The updated effect is shown in fig. 9, which is a map of a certain county with the global and local update effects (blue in the map is the road in the basic map, and red is the updated missing road), we achieve the update accuracy of finding global matching of about 93%, and the running time of about 13 minutes.
As shown in fig. 1, the map matching update system for multi-source data fusion includes:
ETL unit: the vectorization data source is generated by vectorization processing of the road information of the source map; processing a basic map to generate a multi-level spatial index partition;
a model unit: the system comprises a vectorization data source, a multilevel spatial index partition and a map database, wherein the vectorization data source and the multilevel spatial index partition are input into a hidden Markov-based road network matching model, so that the vectorization data source is matched into the multilevel spatial index partition to generate pre-updating basic map data; the vectorized data source is an observation state of the road network matching model, and the multilevel spatial index partition is a hidden state of the road network matching model;
detecting a repair unit: the method is used for detecting and repairing missing road information and topological relation information in the pre-updated basic map data to generate a new basic map to finish updating.
To further illustrate the working process of this embodiment, the ETL unit extracts each road of the source map as an independent road track, and generates a data matrix containing original attribute items of each road as the vectorized data source;
the ETL unit establishes a spatial index partition based on an R-Tree for the basic map as the multi-level spatial index partition; in the multilevel spatial index partitions, leaf nodes are roads in a basic map, and any father node is a set of all child nodes of the father node and reaches a root node.
The model unit inputs the vectorized data source and the multilevel spatial index partitions into a road network matching model based on hidden Markov and then obtains the observation probability and the transition probability of the road network matching model; and the model unit searches and matches the road in the multilevel spatial index subarea with the maximum likelihood of the vectorization data source according to the observation probability and the transition probability.

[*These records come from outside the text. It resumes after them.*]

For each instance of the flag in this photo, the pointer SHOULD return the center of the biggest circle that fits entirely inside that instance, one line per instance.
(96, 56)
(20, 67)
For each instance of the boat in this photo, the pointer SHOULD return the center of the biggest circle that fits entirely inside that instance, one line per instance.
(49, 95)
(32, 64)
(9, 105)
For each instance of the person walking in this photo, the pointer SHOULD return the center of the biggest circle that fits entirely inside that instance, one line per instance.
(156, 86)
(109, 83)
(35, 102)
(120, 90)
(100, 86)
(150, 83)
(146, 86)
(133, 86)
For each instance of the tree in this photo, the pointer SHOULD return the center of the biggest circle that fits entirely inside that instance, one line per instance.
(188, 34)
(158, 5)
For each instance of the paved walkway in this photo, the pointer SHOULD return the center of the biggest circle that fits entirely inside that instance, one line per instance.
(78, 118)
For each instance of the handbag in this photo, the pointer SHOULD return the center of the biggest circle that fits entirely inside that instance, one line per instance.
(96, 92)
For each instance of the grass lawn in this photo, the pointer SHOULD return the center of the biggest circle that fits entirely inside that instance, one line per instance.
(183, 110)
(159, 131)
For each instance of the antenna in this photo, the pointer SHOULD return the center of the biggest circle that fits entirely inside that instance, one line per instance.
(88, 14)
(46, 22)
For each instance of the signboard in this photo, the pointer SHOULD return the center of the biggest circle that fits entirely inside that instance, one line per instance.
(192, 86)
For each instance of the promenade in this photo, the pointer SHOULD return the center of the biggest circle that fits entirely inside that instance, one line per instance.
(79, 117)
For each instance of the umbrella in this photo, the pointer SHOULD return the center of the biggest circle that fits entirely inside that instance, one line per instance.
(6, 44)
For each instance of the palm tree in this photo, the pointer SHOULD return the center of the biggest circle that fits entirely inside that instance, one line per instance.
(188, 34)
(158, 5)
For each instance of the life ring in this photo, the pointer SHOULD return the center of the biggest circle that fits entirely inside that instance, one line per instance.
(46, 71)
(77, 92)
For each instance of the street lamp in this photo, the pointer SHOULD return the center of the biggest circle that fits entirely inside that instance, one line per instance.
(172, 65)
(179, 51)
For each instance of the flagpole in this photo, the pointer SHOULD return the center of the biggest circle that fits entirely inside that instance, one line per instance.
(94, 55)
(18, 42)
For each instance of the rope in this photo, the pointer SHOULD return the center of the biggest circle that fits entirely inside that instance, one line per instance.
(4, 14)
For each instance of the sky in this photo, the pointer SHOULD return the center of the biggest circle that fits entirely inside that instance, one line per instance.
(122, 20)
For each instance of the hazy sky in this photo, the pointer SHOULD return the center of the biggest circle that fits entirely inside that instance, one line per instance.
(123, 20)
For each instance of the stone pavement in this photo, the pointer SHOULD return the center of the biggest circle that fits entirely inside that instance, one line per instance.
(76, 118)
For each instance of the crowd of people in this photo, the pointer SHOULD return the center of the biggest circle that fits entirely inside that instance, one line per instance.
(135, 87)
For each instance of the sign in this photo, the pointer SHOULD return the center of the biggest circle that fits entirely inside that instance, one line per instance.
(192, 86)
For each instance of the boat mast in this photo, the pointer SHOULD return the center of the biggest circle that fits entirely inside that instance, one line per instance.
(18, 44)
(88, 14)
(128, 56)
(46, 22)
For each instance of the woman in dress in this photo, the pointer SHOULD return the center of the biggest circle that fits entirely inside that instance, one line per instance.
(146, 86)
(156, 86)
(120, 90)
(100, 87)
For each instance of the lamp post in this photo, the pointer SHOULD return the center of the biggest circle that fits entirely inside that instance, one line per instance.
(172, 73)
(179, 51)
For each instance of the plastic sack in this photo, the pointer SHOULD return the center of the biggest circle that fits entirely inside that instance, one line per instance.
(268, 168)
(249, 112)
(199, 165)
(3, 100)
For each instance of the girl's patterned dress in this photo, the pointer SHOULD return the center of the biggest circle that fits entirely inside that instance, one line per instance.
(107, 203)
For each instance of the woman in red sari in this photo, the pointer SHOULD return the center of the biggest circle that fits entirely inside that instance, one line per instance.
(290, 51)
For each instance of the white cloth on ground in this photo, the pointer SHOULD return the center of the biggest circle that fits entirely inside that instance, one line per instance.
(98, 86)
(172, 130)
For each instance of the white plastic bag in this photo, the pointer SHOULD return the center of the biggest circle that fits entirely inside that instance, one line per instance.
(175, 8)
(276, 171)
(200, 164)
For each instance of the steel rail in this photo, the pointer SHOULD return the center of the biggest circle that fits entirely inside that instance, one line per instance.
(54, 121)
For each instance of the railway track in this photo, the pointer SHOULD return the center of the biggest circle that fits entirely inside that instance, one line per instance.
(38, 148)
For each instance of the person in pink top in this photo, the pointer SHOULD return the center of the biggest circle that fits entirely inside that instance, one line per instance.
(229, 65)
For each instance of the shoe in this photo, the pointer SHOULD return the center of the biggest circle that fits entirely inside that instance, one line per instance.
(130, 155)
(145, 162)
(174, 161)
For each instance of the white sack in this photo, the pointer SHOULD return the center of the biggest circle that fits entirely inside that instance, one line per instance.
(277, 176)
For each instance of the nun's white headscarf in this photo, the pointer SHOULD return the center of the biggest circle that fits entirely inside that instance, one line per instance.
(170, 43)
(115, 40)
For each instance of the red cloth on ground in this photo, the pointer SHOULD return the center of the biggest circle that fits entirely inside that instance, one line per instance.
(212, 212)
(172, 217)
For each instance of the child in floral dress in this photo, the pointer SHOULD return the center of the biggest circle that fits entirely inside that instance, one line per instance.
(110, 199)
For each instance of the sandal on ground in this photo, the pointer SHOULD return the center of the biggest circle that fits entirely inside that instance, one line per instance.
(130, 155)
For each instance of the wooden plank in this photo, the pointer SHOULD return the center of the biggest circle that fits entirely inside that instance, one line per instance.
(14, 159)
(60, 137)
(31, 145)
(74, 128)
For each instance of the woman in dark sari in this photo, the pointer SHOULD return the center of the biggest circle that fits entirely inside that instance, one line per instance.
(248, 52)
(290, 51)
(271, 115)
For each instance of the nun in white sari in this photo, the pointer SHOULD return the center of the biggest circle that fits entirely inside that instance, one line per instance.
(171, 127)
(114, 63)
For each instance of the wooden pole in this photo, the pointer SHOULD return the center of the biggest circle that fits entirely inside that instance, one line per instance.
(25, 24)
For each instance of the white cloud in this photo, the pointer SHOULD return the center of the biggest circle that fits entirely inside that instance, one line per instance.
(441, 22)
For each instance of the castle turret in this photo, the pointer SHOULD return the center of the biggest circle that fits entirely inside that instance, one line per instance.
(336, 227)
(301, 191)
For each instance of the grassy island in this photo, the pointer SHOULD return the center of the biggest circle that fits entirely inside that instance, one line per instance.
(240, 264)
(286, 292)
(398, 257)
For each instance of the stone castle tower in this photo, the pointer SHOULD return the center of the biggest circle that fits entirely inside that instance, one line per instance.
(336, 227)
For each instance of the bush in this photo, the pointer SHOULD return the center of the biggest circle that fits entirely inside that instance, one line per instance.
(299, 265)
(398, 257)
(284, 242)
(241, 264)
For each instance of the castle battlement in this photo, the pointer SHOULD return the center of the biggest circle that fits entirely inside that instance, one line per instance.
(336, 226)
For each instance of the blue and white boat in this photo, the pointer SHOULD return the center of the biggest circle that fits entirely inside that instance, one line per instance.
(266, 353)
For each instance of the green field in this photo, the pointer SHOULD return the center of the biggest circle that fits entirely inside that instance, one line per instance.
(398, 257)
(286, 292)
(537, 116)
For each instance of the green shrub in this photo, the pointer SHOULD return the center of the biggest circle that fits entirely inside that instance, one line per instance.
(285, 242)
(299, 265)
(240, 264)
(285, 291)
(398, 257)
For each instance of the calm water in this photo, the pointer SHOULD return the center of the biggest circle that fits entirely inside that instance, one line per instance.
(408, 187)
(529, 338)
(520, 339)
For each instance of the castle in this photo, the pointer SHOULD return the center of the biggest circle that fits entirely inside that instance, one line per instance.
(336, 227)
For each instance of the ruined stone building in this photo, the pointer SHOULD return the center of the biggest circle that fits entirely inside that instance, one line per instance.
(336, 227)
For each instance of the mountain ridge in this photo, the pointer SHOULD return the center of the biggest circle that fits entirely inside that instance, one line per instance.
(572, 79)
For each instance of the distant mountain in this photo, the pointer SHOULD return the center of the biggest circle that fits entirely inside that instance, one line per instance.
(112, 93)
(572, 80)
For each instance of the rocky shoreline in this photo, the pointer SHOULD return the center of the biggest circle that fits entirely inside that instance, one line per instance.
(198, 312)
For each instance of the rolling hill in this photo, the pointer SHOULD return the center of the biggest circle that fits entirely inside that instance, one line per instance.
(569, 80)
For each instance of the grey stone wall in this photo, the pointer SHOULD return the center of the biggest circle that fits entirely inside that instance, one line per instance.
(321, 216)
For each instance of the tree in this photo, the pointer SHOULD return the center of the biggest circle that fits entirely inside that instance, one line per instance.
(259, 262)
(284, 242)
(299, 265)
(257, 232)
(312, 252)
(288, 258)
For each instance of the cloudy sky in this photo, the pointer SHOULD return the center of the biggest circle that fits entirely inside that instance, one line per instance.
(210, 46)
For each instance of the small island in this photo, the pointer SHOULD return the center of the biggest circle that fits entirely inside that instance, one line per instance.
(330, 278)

The above-mentioned embodiments are intended to illustrate the objects, technical solutions and advantages of the present invention in further detail, and it should be understood that the above-mentioned embodiments are merely exemplary embodiments of the present invention, and are not intended to limit the scope of the present invention, and any modifications, equivalent substitutions, improvements and the like made within the spirit and principle of the present invention should be included in the scope of the present invention.